Classic Country Estates of Lake Forest: Architecture and Landscape Design 1856 - 1940
Journal of the Illinois State Historical Society, Summer 2004 by Martin, Arthur Mead
Classic Country Estates of Lake Forest: Architecture and Landscape Design 1856 - 1940. By Kim Coventry, Daniel Meyer, and Arthur H. Miller (New York & London, W. W. Norton & Company, 2003. Pp. 312. Color plates, forward, maps, appendices, bibliography, acknowledgments, index. Cloth, $75.00).
With all that has been written about the Chicago School of Architecture, we tend to forget that, in the thirty-plus years immediately after the Chicago School burst on the scene, Chicago's exurbia saw the flowering of a more conservative but also compelling aesthetic in the elegant country houses and grounds commissioned by the city's emerging haute bourgeoisie.
Classis Country Estates of Lake Forest is a powerful antidote to the tendency to lose sight of and to devalue this impressive body of work. Its main mission, handsomely executed in detailed text and instructive pictures, is to identify and describe the architectural styles employed in these estate houses and their dependencies. In so doing, the authors also tell us a good deal about how these styles evolved over time, about the currents of thought in domestic design, and the role of the home in society, which brought particular styles into vogue, and about the specific historical precedents for particular houses. The material on the suburb's earliest large houses is of particular interest, as it is hard to come by elsewhere.

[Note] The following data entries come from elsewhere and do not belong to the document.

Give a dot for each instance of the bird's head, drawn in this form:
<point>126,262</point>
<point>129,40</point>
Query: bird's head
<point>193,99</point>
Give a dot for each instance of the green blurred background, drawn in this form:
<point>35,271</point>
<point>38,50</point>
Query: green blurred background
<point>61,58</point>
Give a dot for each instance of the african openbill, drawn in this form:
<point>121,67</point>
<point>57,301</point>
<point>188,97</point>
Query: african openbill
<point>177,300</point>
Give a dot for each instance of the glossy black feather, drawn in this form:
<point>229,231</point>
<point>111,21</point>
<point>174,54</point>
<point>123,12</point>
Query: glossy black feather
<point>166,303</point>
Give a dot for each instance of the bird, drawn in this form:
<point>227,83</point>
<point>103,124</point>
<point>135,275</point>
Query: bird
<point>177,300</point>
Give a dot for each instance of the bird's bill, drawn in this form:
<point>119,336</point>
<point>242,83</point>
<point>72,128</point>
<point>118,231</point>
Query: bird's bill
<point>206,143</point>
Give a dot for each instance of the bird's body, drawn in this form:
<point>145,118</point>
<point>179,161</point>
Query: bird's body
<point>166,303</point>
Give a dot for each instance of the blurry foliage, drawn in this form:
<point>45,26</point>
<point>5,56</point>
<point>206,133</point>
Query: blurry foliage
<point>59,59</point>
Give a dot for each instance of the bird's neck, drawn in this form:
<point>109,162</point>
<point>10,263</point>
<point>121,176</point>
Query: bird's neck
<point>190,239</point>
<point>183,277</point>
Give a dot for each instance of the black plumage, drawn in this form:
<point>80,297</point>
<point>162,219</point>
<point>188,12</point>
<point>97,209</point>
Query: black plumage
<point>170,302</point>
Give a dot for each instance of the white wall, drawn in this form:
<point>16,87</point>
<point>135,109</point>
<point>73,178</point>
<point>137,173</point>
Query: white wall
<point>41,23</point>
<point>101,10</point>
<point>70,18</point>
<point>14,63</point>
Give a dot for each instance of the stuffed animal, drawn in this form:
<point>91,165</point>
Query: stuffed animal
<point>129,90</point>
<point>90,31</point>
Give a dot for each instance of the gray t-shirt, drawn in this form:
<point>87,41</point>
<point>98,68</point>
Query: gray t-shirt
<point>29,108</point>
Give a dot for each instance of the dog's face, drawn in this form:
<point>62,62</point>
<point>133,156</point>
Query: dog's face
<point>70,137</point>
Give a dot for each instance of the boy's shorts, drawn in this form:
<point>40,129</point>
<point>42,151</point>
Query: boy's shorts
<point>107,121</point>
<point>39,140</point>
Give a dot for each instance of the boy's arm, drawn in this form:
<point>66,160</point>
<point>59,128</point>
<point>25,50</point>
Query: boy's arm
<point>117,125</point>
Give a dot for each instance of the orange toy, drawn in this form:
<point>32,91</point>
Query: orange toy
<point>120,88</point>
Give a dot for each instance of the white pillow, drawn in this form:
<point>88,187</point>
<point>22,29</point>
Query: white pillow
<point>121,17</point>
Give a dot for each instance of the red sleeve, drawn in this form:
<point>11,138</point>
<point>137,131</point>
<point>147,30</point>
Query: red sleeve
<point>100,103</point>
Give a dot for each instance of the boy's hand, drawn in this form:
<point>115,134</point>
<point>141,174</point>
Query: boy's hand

Built before homes in the Lake Forest area began to be done on an Egyptian scale, and before the contributions of celebrity architects such as Howard Van Doren Shaw and David Adler, these early homes and gardens nevertheless foreshadow much of what was to come, and are interesting in their own right because of the way they reflect the particular energies of their owners and the passions that possessed their own decades.
The book makes an especially valuable contribution in its treatment of the grounds of these estates, since the garden art form tends to evade narrative description and is often lost before it can be adequately pictured. The authors remind us that it was a daunting challenge to coax landscapes out of Lake Forest's windswept and otherwise inhospitable terrain, and show how a combination of discerning patrons and talented architects, landscapers, and groundskeepers accommodated to these conditions and created and sustained gardens that, in variety and subtlety, rival the better known gardens of America's deep south and ocean coasts. This aspect of the book is improved not only by very seductive pictures but by plans for several of the gardens, some done in connection with the 1919 visit of the Garden Club of America to its constituent Lake Forest Garden Club and some done at the Foundation for Architecture and Landscape Architecture that briefly flourished in Lake Forest.
Classic Country Estates of Lake Forest has other features that will enliven your read. There are, for example, interesting photographs of denizens of this rarified world engaged in the diversions of their country life. There is also information, in captions and in the text, on how the owners of these estates made their fortunes, what their avocations or social causes were, how they were related to one another and the like, as well as stories about the architects and landscapers who created these varied works. The authors do not undertake to provide a complete treatment of these subjects, but they correctly understand that information on them is of interest and answer questions bound to occur to most readers, and, in some cases, also add directly to our understanding of why these estates contained certain of their distinguishing features or, more generally, why they were built as they were.
A real benefit this book confers is the material it contains on the establishment of Lake Forest, which the authors refer to with considerable justice as a "distinctive artifact of the American cultural landscape." As some will know, the suburb began as the brainchild of high-minded and relatively affluent Presbyterian merchants and their clergy, who wanted to create new educational institutions and not incidentally remove themselves and their families insofar as they could from the features of city life they found unattractive. The authors set this project in the context of the founding of Northwestern University in Evanston and the establishment of the Baptist Seminary that would eventually metamorphose into the University of Chicago at Stephen Douglas's Oakenwald on Chicago's south side. They also point out how the founders' purposes were fostered by the town site's terrain and the characteristics of the original town plan, with its curved streets, large lots, lack of street numbers, absence of commercial buildings, and dedication of the proceeds of every other lot sale to the support of the planned schools. This is complimented by a survey of the current state of our knowledge of how the elegant free-form design of the original street plan for Lake Forest, near to angular Chicago, was influenced by the English picturesque and garden cemetery movements and perhaps by the substantially contemporaneous work being done in town planning in Llewellyn Park, New Jersey, and Glendale, Ohio.